Dorrie Nossiter was born on 29th June 1893 to Philip Nossiter and Charlotte Mary Nossiter (formerly Middleton) at Cateswell House, St Oswald’s Road, Aston, Birmingham and moved out of the family home to Yardley after Phillip’s death in 1894.
Cateswell House, Hall Green, Birmingham: She lived her early life in Birmingham and is recorded as living at 21 Church Road, Hall Green (Yardley) with her widowed mother, aunt Kate Nossiter and elder sister Helen Charlotte Nossiter (Nellie) in the Census of 1901. Dorrie attended Camp Hill School for Girls from December 1906 - July 1908 while she was living at Church Road, Hall Green. Her sister Helen was at the same school from November 1902 till December 1905.
Yemeni Community Centre formerly Camp Hill School for Girls.
King Edward VI, Camp Hill School for Girls in Birmingham celebrated its centenary in 1983. The building on Stratford Road, Camp Hill, shown above, is now owned by the Yemeni Community and run as an educational and cultural centre.
Presentation bookplate in front of book Plant Forms & design (Midgley W and Lilley AE 1907).

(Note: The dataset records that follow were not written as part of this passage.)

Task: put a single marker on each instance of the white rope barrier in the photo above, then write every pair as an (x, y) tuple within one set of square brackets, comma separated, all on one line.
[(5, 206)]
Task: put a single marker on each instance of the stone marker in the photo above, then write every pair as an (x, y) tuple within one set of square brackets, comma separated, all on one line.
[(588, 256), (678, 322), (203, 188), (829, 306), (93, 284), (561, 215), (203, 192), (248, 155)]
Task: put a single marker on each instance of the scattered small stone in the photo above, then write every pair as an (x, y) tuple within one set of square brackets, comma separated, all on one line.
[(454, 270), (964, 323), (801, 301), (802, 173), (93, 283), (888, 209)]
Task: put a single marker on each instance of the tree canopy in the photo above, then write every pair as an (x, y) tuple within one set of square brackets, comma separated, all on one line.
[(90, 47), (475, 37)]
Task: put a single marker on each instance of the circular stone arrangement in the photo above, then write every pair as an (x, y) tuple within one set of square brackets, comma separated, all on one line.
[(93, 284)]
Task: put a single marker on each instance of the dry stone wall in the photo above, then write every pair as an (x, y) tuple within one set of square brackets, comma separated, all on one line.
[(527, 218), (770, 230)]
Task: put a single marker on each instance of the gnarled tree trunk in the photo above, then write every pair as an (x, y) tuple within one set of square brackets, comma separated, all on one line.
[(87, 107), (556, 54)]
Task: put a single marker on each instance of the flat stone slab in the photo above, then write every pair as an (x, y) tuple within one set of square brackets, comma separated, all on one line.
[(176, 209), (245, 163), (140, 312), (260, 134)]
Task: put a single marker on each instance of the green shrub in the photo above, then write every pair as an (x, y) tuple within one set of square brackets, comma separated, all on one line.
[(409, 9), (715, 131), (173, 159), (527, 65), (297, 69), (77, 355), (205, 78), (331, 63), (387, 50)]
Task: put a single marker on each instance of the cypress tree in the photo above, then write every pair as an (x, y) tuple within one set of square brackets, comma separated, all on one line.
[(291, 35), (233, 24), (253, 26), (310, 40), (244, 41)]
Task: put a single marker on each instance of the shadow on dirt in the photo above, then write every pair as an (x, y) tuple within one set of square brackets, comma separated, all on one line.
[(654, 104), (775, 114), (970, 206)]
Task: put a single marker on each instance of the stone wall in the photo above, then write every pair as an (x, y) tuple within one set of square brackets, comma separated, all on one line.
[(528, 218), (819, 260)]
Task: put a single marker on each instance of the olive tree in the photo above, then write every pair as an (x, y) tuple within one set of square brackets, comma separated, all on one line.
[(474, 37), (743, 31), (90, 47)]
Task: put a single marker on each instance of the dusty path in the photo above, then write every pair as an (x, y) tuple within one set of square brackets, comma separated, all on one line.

It was while at Camp Hill School for Girls that Dorrie received the book “Plant Forms & Design” as a prize for Drawing (Midgley W Lilley AE. 1907). As a designer she drew on the book for inspiration and her annotations in the book can clearly be seen, see Chapter on Design inspiration.
The drawing teachers for King Edward’s School came from the Municipal School of Art, Central School in Margaret Street. There was one teacher supervising a number of student art teachers (cf Minutes of Municipal School of Art).